Thursday, February 20, 2003

The modern media portrayal of heroes is going awry. Winning has become the number one trait that heroes require. Whether it be serious athletes, performer athletes or action heroes, winning is what defines them.

The cause has become secondary. A hero doesn't win for the greater good; a hero wins for themselves. What the hell happened to honour?

Our athletes have become arrogant, selfish and rich. Once considered "unsportsmanlike conduct", and penalized as such, "in your face" celebrations have become the rule in many sports.

Nike started pushing this type of athlete a few years ago. I don't blame Nike; they were only reflecting the times. Professional athleticism is probably a key culprit – there is simply too much money to be made.

Movie and comic book heroes kill almost indiscriminately. Wrestlers no longer differentiate themselves by good and bad labels. The good guys act as bad as the bad guys. Although usually fighting for some other good, their methods are often more brutal than the enemies they face.

This is being represented in all media.

I took my boys and two of their friends to Medieval Times. The concept is simple; professional stunt men portray medieval knights and battle each other throughout the evening. The audience sits in a setting resembling a jousting arena, and cheer on the knight assigned to their section.

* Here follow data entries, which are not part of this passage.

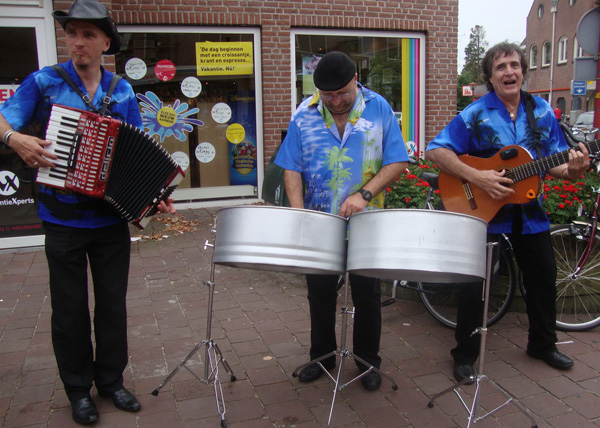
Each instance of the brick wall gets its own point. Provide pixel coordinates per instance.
(437, 19)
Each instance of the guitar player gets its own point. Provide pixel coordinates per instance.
(485, 128)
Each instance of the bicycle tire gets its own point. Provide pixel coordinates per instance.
(577, 298)
(441, 300)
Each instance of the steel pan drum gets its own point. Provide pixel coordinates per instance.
(280, 239)
(417, 245)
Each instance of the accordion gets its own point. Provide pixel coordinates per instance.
(105, 158)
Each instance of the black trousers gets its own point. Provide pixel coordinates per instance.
(68, 251)
(366, 296)
(535, 258)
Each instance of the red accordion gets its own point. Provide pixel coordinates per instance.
(106, 158)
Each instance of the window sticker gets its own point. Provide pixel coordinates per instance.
(221, 113)
(164, 70)
(191, 87)
(136, 69)
(166, 120)
(205, 152)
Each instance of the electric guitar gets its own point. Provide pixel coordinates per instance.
(463, 197)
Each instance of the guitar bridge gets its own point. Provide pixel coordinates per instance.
(469, 195)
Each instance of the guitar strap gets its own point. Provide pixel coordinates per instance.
(529, 108)
(86, 99)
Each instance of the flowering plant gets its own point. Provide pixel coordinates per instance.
(410, 191)
(561, 198)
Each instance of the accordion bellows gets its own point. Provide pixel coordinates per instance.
(106, 158)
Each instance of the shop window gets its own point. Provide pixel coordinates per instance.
(197, 94)
(546, 52)
(533, 57)
(563, 44)
(388, 63)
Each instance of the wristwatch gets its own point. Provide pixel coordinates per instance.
(367, 196)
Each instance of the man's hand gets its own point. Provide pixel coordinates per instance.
(353, 204)
(31, 150)
(494, 183)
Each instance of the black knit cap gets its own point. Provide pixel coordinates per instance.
(95, 12)
(334, 71)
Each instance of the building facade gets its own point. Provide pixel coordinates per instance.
(552, 50)
(218, 80)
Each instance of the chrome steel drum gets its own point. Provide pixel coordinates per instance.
(417, 245)
(280, 239)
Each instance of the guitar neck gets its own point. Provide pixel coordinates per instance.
(538, 166)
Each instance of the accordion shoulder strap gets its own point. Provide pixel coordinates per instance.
(86, 99)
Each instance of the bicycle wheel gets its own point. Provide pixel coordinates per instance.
(577, 295)
(441, 300)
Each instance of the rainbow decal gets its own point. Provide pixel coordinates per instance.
(410, 95)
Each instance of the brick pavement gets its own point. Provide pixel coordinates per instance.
(261, 325)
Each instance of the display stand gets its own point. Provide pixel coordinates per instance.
(481, 377)
(343, 353)
(212, 357)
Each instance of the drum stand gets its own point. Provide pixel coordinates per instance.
(343, 352)
(212, 357)
(480, 377)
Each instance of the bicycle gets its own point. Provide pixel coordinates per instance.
(441, 300)
(577, 252)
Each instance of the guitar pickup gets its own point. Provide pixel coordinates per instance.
(469, 195)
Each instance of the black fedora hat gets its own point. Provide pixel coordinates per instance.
(95, 12)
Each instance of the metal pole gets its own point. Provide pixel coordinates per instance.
(553, 9)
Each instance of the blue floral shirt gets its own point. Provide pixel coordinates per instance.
(332, 167)
(32, 103)
(484, 127)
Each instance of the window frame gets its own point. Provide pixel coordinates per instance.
(533, 55)
(365, 33)
(204, 194)
(546, 54)
(563, 50)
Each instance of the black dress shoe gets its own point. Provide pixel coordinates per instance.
(313, 371)
(84, 411)
(553, 358)
(123, 399)
(371, 381)
(464, 371)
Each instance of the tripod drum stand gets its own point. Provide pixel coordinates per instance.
(473, 410)
(212, 357)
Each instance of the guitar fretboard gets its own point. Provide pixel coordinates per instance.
(538, 166)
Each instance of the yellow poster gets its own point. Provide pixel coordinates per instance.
(224, 58)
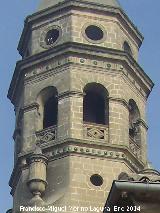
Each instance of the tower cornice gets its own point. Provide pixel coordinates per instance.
(77, 5)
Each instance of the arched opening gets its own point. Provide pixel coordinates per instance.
(95, 104)
(48, 107)
(50, 112)
(134, 116)
(127, 48)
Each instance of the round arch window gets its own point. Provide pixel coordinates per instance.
(94, 33)
(96, 180)
(52, 36)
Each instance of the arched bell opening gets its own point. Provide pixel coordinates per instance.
(134, 117)
(95, 104)
(48, 107)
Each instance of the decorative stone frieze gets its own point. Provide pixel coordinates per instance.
(46, 135)
(96, 132)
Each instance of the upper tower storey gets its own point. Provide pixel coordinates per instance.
(89, 22)
(80, 95)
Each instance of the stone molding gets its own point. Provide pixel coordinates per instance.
(78, 147)
(70, 94)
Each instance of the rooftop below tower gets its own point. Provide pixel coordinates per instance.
(49, 3)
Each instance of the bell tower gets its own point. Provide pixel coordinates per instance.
(80, 100)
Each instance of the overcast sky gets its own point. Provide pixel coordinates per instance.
(143, 13)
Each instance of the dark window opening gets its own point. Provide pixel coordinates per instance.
(94, 108)
(96, 180)
(95, 104)
(94, 33)
(50, 112)
(127, 48)
(134, 116)
(52, 36)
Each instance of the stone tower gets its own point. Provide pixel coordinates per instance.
(80, 99)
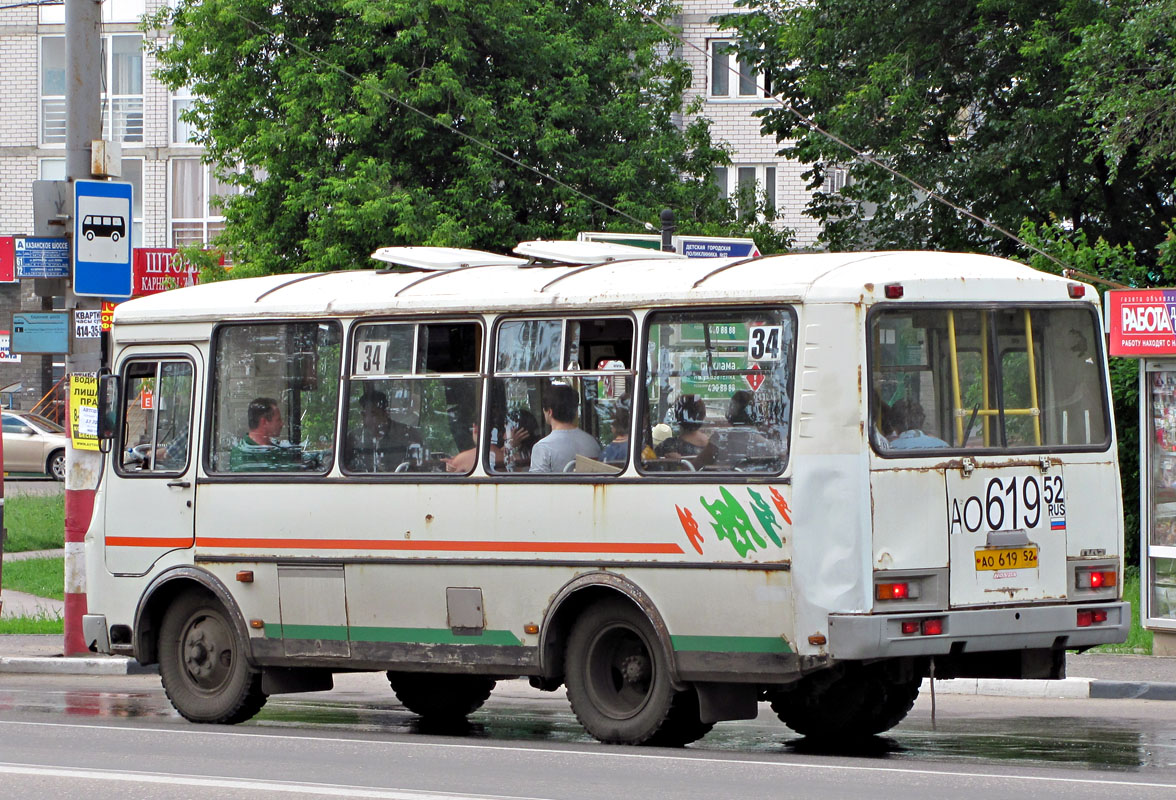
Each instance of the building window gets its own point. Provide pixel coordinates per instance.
(835, 179)
(53, 91)
(748, 185)
(122, 88)
(182, 133)
(132, 173)
(730, 78)
(194, 214)
(113, 11)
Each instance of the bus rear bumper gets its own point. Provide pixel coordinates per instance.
(94, 633)
(855, 637)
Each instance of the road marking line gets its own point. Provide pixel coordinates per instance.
(287, 787)
(735, 760)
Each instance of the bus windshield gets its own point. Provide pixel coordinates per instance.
(986, 379)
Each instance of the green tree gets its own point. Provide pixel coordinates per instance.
(326, 114)
(1118, 264)
(979, 100)
(1123, 80)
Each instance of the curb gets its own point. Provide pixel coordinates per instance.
(1118, 690)
(1069, 688)
(60, 665)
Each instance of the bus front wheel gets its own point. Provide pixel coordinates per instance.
(202, 664)
(619, 681)
(441, 698)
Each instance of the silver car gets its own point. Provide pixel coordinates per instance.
(34, 444)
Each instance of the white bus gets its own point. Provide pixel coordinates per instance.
(676, 487)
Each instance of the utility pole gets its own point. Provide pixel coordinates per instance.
(668, 228)
(84, 124)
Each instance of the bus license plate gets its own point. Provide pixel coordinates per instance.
(1007, 558)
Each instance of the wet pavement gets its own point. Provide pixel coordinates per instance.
(1128, 737)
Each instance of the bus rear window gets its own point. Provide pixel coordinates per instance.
(983, 379)
(719, 391)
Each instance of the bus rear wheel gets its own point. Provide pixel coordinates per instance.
(202, 662)
(854, 704)
(619, 681)
(441, 698)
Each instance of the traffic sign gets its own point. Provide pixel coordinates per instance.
(102, 233)
(715, 247)
(7, 260)
(42, 257)
(47, 332)
(693, 247)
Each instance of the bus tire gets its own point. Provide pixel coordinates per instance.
(441, 698)
(849, 705)
(619, 682)
(202, 662)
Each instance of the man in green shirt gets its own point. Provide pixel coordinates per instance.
(259, 451)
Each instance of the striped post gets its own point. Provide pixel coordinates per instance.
(79, 508)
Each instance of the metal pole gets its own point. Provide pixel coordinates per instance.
(84, 124)
(668, 228)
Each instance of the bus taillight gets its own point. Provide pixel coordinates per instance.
(1088, 617)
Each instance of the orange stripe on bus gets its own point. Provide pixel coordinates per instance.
(446, 546)
(146, 541)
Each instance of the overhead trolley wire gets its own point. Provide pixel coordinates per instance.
(801, 118)
(439, 122)
(862, 154)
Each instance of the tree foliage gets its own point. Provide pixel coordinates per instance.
(356, 124)
(1011, 108)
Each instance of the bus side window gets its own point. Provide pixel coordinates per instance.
(156, 417)
(414, 393)
(275, 393)
(559, 388)
(717, 394)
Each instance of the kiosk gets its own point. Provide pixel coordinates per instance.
(1141, 325)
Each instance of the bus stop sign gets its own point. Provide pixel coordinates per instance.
(102, 232)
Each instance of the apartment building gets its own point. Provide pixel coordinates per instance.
(172, 187)
(732, 93)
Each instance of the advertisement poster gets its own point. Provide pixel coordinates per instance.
(1140, 321)
(84, 411)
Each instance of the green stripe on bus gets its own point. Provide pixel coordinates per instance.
(399, 635)
(732, 644)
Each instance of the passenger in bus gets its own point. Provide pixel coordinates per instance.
(560, 448)
(520, 439)
(740, 408)
(692, 441)
(908, 419)
(259, 450)
(617, 450)
(380, 444)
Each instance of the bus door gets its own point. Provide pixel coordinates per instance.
(149, 492)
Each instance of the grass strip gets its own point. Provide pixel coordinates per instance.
(32, 625)
(34, 522)
(45, 578)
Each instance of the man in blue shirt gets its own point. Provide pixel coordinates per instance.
(559, 448)
(909, 419)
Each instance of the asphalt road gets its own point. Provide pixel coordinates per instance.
(17, 485)
(72, 737)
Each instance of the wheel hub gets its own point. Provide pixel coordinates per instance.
(635, 670)
(196, 655)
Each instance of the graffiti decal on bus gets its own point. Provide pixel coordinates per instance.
(733, 524)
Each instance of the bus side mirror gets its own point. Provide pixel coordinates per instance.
(107, 411)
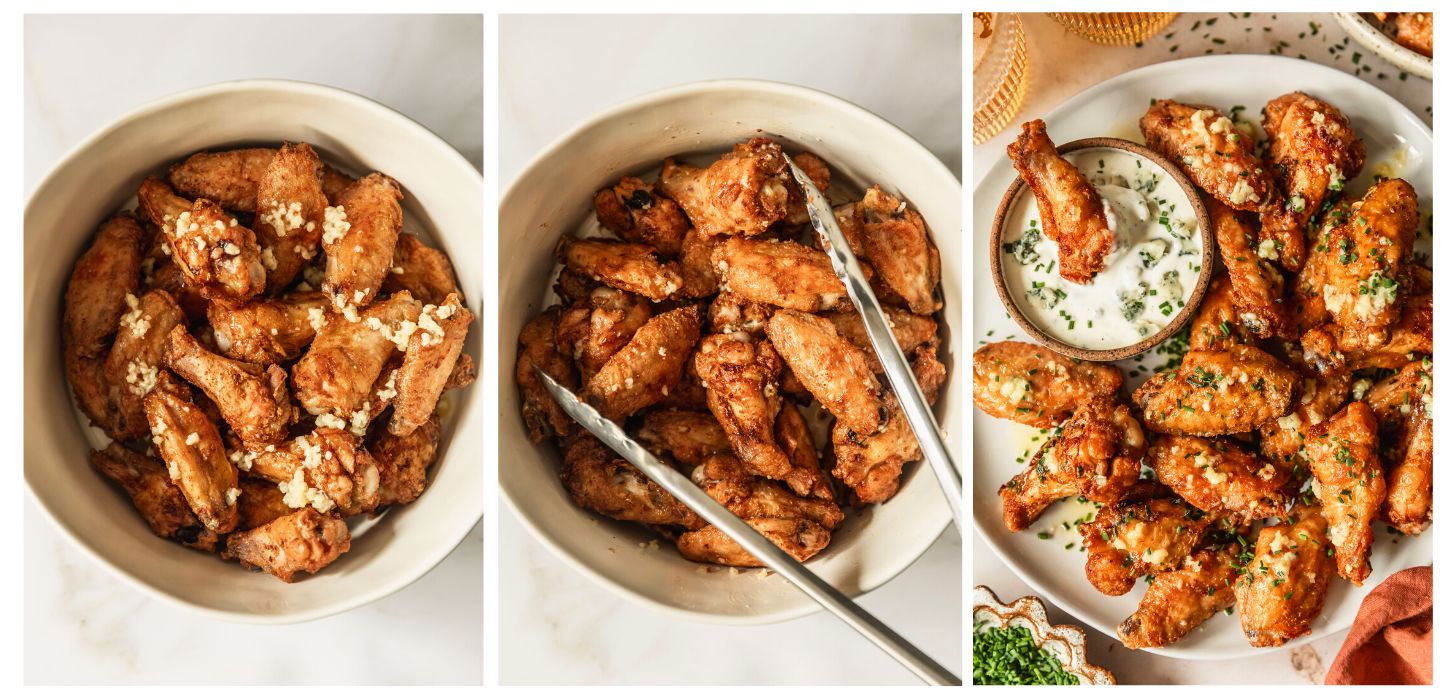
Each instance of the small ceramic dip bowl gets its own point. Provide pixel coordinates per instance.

As the night progresses, some of the battles get serious. A black knight is introduced and the king commands his knights to vanquish him. As luck would have it, the knight representing our section won the tournament and the right to battle the evil black knight. After a furious battle, our knight was on the verge of finally dispatching the black knight when the king commanded him to stop. Instead of killing him, the black knight was to be imprisoned. As a man of honour and duty, our knight complied. From beside me, the boys started chanting, "Do it! Kill him!" I pointed out that his king had commanded him not to. "Do it anyway", they replied. I told them that would be dishonourable and would get him in trouble with the king. "Then he should kill the king too", they snarled.

As frightening as this sounds, when I began to analyze this comment, I realized it came from the environment. We have been teaching that winning at all costs is important.

There are exceptions in popular media, although sometimes its a stretch to find them. I'm not one to want to educate my kids through the media, but they will be exposed to it. I have sought out examples that have the necessary excitement value while providing what I think are good examples of honour and self-sacrifice. Movies such as "Independence Day" and "Armageddon" contain heroes who step up to provide the ultimate sacrifice for the greater good. New movies such as "Lord of the Rings" are full of heroes who reluctantly become so.

This is the honour that I want my kids to understand. Winning isn't always about being the toughest, strongest and fastest; mostly its about being responsible, brave and noble.